Friendly Reminder: Re-Tell the Whole Story
A biweekly reflection from the Quaker Leadership Center
By Andy Stanton-Henry
I’ve been talking a lot about stories lately. It was the theme of our last Quaker Leadership Conference and this will be the third Friendly Reminder about the topic. In my meeting, we’ve been journeying through the book of Acts and we are now starting a series on Jesus’ parables. Story-telling seemed to be Jesus’ favorite medium for illustrating and demonstrating the kingdom of God.
And now I see that Friends at the FGC Gathering are working with the theme of “Rooted in Story”!
There’s a lot of talk (from me and others) about stories these days. And for good reason. Read my last two blogs to recall that storytelling has been an essential skills for both survival and spiritual growth from the beginning of human history.
Still, maybe I am overdoing the whole “story” thing. Are you sick of it yet?
Like it or not, I think it’s worth at least one more Friendly Reminder because it’s not only important to tell stories; it’s important to re-tell stories.
It turns out that re-telling good stories is an important leadership skill. The retelling can be annoying but it can also be formative. I’ve come to believe that stories that aren’t re-told cannot re-new us. We are too distracted, too slow, too forgetful, and too expansive to receive the story in one telling/hearing.
There are several reasons that this repetition is useful for life and leadership.
Why do we re-tell and repeat stories?
1. Because good stories bear repeating. Some stories are worthy of a good re-telling or twelve. They contain enduring wisdom, a surprise invitation, or a poignant and timely challenge. We can’t help but say: “Hey Friend, tell us the one about…”
2. We live in an attentional economy. Like it or not, there is a battle for our attention. Large corporation are spending obscene amounts of money to keep our attention. They want to capture our attention and convert that energy into compulsive consumption. Quaker leaders have the challenge of inviting Friends to “spend” their attention on alternative values and visions. This means we will need to speak truths and tell stories over and over again.
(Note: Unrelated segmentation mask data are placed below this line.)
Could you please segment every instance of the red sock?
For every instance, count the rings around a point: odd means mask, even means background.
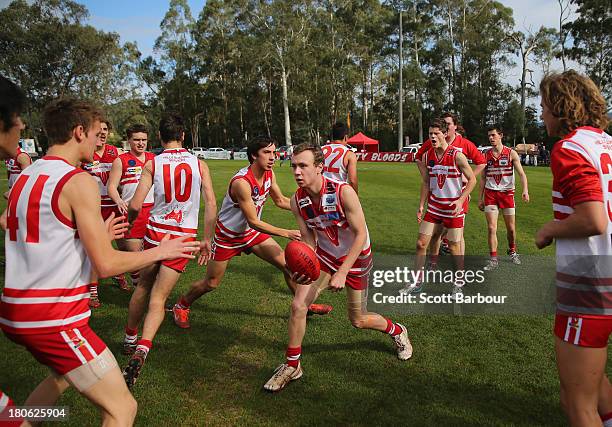
[[[601,422],[603,423],[604,427],[612,426],[612,412],[608,412],[605,415],[600,415],[599,417],[601,418]]]
[[[402,328],[397,323],[393,323],[391,320],[385,318],[387,321],[387,327],[385,329],[385,333],[391,335],[392,337],[399,335],[402,333]]]
[[[300,356],[302,356],[302,347],[287,347],[285,355],[287,356],[287,365],[297,368],[300,364]]]
[[[489,254],[491,255],[491,258],[497,259],[497,251],[491,251]]]
[[[439,257],[440,257],[439,254],[435,254],[435,255],[432,254],[429,256],[429,262],[431,262],[432,264],[437,264]]]
[[[136,351],[144,351],[145,357],[149,354],[151,348],[153,348],[153,341],[151,340],[139,340],[136,344]]]
[[[442,243],[444,243],[446,246],[448,246],[448,239],[445,237],[442,239]]]
[[[128,326],[125,327],[125,334],[133,337],[134,335],[138,335],[138,328],[130,328]]]
[[[181,295],[181,297],[179,298],[179,300],[178,300],[178,305],[179,305],[179,307],[181,307],[181,308],[189,308],[189,306],[191,306],[191,304],[189,303],[189,301],[187,301],[187,300],[185,299],[185,296],[184,296],[184,295]]]
[[[130,273],[130,277],[132,278],[132,285],[138,286],[138,282],[140,281],[140,271]]]
[[[516,243],[510,243],[510,253],[516,252]]]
And in different settings and styles.
Leadership teacher Ken Blanchard said that a new idea needs to be communicated at least seven times, in seven different ways, before it is truly received by one’s constituency. Pastor William Willimon agrees: “Relentless, focused communication, continual repetition, and constant clarification are requisites to transformative leadership.”
3. We are slow learners. Our lives move quickly into duplicity so we need the threefold reminder of Thoreau: “Simplicity, simplicity, simplicity.” We get cynical and ungrateful so we need the Apostle Paul’s repetition: “Rejoice in the Lord always. I say it again: rejoice!” There are Powers intent on suppressing liberating stories so we need Maya Angelous reminder there is “no great agony” than bearing “an untold story” inside us.
The people I respect the most – those who have been the most formative and influential in my life – had sayings and stories that they often repeated. Because they were retold and repeated, they are alive in my heart and mind. What stories or sayings do you repeat?
4. We are forgetful. Rarely do we move beyond fundamental truths and origin stories. And maybe it’s rare that we need a truly new message to guide us. Usually what we need is a “Friendly Reminder.” I’ve noticed a pattern in my relationship with God. I seek divine guidance for a “new problem.” After a time of wrestling under the Gracious Gaze, I hear a gentle query: “Haven’t we talked about this already?”
One of the tasks of leadership is being a steward of memory. We keep alive the memory of our organization, congregation, or ministry. This means we keep reminding our people about the whole stories we inherited from our fore-bearers. And we keep reminding them of our past dealings with the divine that led to consolation, confrontation, and vision.
We retell the stories until everyone has memorized and internalized the message. We repeat the wisdom sayings until Friends are rolling their eyes and finishing the sentences. In the process we are reminded of who we are and we are drawn into who we are called to become. Writer Sue Monk Kidd stated: “Stories have to be told or they die, and when they die, we can’t remember who we are or why we’re here.”
5. New meaning arises with each telling. Sometimes we repeat stories for an altogether different reason. We retell in order to discover new meaning. The poet Mark Nepo explains: “When we repeat stories, it’s not because we are forgetful, but because there is too much meaning to digest in one expression. So we keep sharing the story that presses on our heart until we understand it.”
This is one way of understanding scripture and other stories from our spiritual tradition. We tell them over and over again because they are too big or too deep to understand in one telling. Or even one generation. We keep telling the stories and listening to the stories, knowing that none of us has the “whole story” but we are given the sacred invitation to find our piece of the story. Or, if I may be so bold, to find our part to play in the story God is telling.